The sample.py cannot be used to generate caption for gray image.In the data_loader.py, all of the images have been converted to 'RGB' format. But when generating captions using sample.py for single image, this conversion is missed. So for gray image, it will have such RuntimeError: Given groups=1, weight of size [64, 3, 7, 7], expected input[1, 1, 224, 224] to have 3 channels, but got 1 channels instead.
2026-03-13 09:11:37 +08:00 · 2019-02-24 10:02:07 +08:00
parent 4896cefea1
commit 16691c00f8
1 changed files with 2 additions and 2 deletions
--- a/tutorials/03-advanced/image_captioning/sample.py
+++ b/tutorials/03-advanced/image_captioning/sample.py
@@ -14,7 +14,7 @@ from PIL import Image
 device = torch.device('cuda' if torch.cuda.is_available() else 'cpu')

 def load_image(image_path, transform=None):
-    image = Image.open(image_path)
+    image = Image.open(image_path).convert('RGB')
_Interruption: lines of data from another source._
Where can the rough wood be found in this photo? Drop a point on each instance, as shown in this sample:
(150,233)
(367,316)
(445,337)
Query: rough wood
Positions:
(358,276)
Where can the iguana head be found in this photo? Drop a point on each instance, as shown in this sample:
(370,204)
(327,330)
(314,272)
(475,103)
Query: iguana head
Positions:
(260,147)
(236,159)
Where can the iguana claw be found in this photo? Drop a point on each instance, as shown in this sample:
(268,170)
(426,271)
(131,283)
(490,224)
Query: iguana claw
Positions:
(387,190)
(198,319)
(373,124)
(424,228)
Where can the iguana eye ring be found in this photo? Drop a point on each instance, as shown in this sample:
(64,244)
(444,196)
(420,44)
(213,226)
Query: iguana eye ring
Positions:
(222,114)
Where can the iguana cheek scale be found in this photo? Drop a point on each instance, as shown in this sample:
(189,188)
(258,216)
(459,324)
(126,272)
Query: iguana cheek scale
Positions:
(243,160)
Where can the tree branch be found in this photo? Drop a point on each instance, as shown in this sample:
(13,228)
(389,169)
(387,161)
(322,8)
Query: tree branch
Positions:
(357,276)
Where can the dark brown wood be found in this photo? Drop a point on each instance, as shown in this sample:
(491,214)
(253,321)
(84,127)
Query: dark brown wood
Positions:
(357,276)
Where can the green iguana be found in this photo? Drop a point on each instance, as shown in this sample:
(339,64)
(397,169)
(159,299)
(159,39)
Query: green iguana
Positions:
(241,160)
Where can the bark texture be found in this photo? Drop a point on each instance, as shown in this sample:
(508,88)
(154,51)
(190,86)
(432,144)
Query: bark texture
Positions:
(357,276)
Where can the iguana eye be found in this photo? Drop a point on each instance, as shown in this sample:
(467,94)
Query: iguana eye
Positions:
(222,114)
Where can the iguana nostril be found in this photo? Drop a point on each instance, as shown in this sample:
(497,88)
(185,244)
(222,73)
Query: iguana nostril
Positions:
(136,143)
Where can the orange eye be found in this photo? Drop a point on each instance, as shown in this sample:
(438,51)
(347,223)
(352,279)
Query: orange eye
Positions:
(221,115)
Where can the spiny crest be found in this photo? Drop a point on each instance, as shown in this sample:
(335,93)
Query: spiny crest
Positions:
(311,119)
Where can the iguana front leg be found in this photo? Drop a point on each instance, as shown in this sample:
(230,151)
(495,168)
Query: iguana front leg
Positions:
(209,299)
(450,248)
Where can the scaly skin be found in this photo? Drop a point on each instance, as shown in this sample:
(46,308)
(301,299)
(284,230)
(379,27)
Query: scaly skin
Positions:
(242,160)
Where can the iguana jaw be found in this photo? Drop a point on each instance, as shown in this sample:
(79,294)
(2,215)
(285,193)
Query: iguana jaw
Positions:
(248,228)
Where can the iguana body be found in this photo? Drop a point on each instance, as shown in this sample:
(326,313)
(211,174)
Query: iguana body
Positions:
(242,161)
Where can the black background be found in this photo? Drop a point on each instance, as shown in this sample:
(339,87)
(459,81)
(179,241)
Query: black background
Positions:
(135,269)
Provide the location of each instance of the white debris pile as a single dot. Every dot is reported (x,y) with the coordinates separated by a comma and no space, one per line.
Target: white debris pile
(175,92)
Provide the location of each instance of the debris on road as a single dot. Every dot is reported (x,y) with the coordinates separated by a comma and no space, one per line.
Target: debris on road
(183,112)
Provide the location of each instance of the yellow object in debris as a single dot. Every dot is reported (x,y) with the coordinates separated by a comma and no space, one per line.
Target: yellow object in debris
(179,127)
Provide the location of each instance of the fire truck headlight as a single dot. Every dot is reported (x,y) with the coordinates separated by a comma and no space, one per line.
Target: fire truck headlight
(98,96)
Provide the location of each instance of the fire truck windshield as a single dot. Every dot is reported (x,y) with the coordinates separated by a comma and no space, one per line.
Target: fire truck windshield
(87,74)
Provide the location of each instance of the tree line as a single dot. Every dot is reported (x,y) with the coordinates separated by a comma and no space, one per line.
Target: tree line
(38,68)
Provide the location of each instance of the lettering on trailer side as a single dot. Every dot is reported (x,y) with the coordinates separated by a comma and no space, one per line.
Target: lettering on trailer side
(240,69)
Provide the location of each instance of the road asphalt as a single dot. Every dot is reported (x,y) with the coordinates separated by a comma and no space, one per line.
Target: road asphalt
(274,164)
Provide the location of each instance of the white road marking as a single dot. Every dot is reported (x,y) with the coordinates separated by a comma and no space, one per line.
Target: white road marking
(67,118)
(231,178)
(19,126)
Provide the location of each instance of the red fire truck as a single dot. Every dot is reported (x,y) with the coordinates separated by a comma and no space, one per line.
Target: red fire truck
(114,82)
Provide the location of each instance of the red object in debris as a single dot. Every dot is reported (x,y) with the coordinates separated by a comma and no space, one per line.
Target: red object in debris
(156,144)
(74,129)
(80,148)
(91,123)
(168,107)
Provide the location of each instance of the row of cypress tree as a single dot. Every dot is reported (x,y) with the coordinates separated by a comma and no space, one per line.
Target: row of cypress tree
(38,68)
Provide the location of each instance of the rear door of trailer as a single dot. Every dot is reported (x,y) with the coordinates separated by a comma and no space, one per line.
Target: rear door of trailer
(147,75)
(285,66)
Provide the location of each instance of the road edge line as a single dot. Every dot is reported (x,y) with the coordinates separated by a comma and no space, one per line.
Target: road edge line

    image = image.resize([224, 224], Image.LANCZOS)
    
    if transform is not None:
@@ -78,4 +78,4 @@ if __name__ == '__main__':
    parser.add_argument('--hidden_size', type=int , default=512, help='dimension of lstm hidden states')
    parser.add_argument('--num_layers', type=int , default=1, help='number of layers in lstm')
    args = parser.parse_args()
-    main(args)
+    main(args)